Templates with rollers are inserted into the mouth. The patient is asked to close them. The interalveolar height is determined with the central position of the lower jaw. When processing the rollers, the mouth closes and opens repeatedly. As a rule, the patient places the lower jaw in the central position.

After introducing the rollers, the specialist again measures the distance - the occlusal height - between the above points. It should be 2-3 mm less than the resting height.

If the height of the lower third of the face when the ridges are closed and at rest is equal, then the interalveolar distance is increased. If the occlusal height is more than 3 mm below the resting height, the height of the lower ridge should be increased.

After the measurements, the specialist pays attention to the tissues around the mouth. If the interalveolar height is correct, the normal lines of the lower third of the face are restored. If the reading is low, the corners of the mouth will droop, the nasolabial folds will become more pronounced, and the upper lip will become shorter. If such signs are identified, it is necessary to take measurements again.

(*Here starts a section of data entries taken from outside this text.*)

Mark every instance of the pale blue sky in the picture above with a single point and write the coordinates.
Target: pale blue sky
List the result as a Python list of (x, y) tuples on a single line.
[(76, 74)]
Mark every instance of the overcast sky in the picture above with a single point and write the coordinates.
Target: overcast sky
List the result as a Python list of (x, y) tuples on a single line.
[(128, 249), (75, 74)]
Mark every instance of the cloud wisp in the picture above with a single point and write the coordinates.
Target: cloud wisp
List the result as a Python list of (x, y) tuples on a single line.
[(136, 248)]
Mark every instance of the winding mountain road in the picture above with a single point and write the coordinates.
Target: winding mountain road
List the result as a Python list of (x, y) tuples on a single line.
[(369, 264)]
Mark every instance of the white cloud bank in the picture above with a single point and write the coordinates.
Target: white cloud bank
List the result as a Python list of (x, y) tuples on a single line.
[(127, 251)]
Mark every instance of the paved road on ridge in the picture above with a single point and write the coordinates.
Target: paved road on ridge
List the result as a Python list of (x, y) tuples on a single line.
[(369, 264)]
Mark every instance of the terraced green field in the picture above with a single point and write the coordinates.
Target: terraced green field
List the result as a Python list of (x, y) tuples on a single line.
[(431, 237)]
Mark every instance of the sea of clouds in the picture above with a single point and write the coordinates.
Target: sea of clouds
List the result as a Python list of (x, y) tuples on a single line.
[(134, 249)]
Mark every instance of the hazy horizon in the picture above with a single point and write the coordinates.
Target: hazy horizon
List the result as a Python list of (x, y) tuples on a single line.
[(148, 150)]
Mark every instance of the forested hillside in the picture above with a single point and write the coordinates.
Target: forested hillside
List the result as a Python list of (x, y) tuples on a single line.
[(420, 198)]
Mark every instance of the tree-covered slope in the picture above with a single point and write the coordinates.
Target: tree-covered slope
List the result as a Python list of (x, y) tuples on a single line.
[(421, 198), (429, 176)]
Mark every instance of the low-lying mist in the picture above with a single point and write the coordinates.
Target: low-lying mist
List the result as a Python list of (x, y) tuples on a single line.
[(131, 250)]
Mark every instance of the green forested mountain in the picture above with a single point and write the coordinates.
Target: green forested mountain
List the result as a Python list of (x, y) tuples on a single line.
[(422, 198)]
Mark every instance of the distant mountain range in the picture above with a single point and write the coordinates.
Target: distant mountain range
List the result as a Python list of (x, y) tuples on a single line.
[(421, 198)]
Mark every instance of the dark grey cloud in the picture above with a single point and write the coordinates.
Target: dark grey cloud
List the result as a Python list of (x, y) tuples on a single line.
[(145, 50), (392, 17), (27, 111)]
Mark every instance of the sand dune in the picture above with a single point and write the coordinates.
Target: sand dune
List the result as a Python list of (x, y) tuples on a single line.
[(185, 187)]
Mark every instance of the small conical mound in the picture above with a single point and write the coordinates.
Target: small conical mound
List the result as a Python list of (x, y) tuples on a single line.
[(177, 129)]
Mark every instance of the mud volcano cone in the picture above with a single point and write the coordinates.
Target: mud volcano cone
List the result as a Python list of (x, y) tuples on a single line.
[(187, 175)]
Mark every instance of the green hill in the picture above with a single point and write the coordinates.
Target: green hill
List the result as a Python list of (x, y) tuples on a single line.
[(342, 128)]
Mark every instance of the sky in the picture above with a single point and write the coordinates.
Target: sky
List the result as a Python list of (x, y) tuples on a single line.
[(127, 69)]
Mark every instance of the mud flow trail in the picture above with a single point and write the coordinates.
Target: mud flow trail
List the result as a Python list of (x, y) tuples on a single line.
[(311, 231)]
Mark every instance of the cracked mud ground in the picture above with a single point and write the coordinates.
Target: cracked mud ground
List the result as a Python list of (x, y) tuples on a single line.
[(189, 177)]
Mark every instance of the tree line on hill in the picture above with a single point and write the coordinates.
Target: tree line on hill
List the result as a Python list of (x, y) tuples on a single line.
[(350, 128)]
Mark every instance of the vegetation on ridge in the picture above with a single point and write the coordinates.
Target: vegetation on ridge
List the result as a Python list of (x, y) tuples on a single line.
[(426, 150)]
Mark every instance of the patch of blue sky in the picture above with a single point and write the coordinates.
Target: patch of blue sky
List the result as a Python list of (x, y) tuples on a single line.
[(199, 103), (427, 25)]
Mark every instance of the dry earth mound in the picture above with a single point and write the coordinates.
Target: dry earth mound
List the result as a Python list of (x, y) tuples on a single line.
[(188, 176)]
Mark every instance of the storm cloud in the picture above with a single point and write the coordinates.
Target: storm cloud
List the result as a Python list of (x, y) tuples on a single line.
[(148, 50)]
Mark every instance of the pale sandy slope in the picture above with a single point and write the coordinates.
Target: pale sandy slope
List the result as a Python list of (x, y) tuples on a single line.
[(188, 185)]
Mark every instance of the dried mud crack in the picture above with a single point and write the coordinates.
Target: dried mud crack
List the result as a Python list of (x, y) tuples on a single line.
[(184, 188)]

If the interalveolar height increases, the closure of the lips is accompanied by a certain tension, the nasolabial folds are smoothed out, and the upper lip becomes longer. In such a situation, the following test is very indicative. When you touch the closure line with your fingertip, your lips instantly open, which is not typical for a situation where they fit loosely.

Conversation test

It is considered the second addition to the anatomical technique.

After identifying the interalveolar height, the specialist asks the patient to pronounce individual syllables or letters (f, p, o, m, e, etc.). The doctor monitors the level of separation of the rollers. If the interalveolar height is normal, it is about 5-6 mm. If the distance is greater than 6mm, a reduction in height may be necessary. If it is less than 5 mm, then the height can be increased accordingly.